Blocking PCSK9 suppresses hepatocellular carcinoma immune escape by decreasing FLI1-mediated SPP1 and PD-L1 expression

Background: Proprotein convertase subtilisin/kexin type 9 (PCSK9) is a newly identified immunosuppressive regulator, but its mechanism of suppressing antitumor immunity remains ambiguous. This study aims to uncover the underlying mechanism by which PCSK9 promotes hepatocellular carcinoma (HCC) immune escape and to explore potential intervention strategies.

Methods: Co-culture assay assessed the cytotoxicity of CD8⁺ T cells against PCSK9-knockout HCC cells. Hepa1-6, H22, and HepG2 cells were used to establish HCC mouse models. Tumor microenvironment changes were evaluated using flow cytometry and single-cell RNA Sequencing. Additionally, we developed a CRISPR adenine base editing (ABE) base editor and screened small molecule inhibitors for PCSK9 inhibition in HCC treatment.

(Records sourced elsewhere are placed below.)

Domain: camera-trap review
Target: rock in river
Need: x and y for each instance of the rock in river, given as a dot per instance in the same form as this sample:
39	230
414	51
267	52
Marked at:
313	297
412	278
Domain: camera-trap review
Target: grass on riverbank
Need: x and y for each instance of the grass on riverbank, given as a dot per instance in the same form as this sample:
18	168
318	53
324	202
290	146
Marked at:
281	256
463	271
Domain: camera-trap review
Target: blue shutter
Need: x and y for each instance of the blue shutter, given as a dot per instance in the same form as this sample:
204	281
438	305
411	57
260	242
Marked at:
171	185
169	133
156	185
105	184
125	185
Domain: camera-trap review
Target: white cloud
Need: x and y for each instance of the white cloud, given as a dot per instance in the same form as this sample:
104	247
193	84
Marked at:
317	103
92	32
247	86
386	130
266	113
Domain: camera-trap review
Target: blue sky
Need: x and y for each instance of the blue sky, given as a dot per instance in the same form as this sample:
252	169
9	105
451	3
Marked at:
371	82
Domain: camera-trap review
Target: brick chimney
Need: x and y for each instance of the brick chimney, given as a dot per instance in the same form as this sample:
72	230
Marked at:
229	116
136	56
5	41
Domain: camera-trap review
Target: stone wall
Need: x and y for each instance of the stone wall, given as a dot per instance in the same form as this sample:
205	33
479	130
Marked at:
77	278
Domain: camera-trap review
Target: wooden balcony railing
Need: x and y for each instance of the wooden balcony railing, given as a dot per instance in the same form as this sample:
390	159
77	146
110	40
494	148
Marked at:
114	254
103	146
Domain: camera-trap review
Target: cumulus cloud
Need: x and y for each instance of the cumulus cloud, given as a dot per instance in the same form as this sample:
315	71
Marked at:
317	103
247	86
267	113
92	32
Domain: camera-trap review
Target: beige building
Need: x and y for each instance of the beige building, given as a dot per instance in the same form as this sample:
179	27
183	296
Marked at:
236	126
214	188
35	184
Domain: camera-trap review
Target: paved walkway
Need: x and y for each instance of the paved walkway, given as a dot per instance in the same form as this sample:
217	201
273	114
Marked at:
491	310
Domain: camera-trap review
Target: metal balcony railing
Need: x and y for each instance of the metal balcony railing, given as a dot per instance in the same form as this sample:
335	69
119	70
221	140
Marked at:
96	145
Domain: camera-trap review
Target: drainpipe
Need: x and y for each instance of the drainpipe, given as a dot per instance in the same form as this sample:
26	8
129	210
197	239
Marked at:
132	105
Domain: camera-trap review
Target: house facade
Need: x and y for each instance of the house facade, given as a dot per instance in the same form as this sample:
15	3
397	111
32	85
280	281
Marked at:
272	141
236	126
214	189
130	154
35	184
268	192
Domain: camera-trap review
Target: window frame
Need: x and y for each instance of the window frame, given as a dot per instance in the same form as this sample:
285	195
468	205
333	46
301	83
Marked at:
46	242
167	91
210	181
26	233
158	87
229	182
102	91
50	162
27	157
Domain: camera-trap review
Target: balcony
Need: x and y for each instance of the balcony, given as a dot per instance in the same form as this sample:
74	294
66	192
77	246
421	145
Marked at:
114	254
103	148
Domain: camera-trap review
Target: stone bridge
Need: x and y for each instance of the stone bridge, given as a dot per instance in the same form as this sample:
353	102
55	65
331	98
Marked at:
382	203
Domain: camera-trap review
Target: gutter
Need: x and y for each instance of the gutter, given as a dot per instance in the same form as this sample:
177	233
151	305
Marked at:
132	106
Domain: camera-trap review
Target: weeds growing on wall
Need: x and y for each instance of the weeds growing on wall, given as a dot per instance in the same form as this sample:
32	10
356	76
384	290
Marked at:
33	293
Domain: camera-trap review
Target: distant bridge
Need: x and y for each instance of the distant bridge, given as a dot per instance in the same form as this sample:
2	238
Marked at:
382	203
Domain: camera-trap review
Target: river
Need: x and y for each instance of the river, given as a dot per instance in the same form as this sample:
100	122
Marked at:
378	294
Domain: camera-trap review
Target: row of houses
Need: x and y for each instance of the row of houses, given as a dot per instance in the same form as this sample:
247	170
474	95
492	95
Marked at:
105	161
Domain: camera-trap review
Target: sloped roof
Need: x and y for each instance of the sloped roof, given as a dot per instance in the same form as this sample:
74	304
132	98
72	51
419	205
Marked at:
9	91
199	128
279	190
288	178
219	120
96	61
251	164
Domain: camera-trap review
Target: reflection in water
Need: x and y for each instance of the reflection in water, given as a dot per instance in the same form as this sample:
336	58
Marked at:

Results: We found that PCSK9 was highly expressed and correlated with poor survival in patients with HCC. While PCSK9 deficiency did not affect HCC growth in vitro, it significantly enhanced CD8⁺ T cell-mediated selective killing in vitro and in vivo. This selective killing of PCSK9-deficient HCC cells could not be explained by existing theories related to major histocompatibility complex-I and T-cell receptor (TCR) degradation. Instead, our study revealed that PCSK9 knockout inhibited the expression of secreted phosphoprotein 1 (SPP1) and programmed death-ligand 1 (PD-L1) in HCC cells, and identified friend leukemia virus integration 1 (FLI1) as their co-transcription factor. Overexpression of FLI1 reversed the PCSK9 knockout-induced downregulation of SPP1 and PD-L1, thereby promoting HCC immune escape. Furthermore, PCSK9 upregulated FLI1 expression through the neurogenic locus Notch homolog protein 3 (NOTCH3) pathway. Additionally, we designed an all-in-one ABE base editor with thyroxine-binding globulin promoter (ABE-TBG-PCSK9) to knock down PCSK9 and identified parecoxib as a small molecule inhibitor. We confirmed both approaches enhanced CD8⁺ T-cell antitumor activity, significantly inhibiting HCC tumor growth and prolonging mouse survival.

Conclusions: PCSK9 promoted HCC immune escape by upregulating SPP1 and PD-L1 via NOTCH3/FLI1 signaling. CRISPR ABE-mediated PCSK9 deficiency and PCSK9 Inhibitor parecoxib may serve as effective strategies to inhibit HCC.

Hepatocellular Carcinoma; Immunosuppression; Immunotherapy; T cell.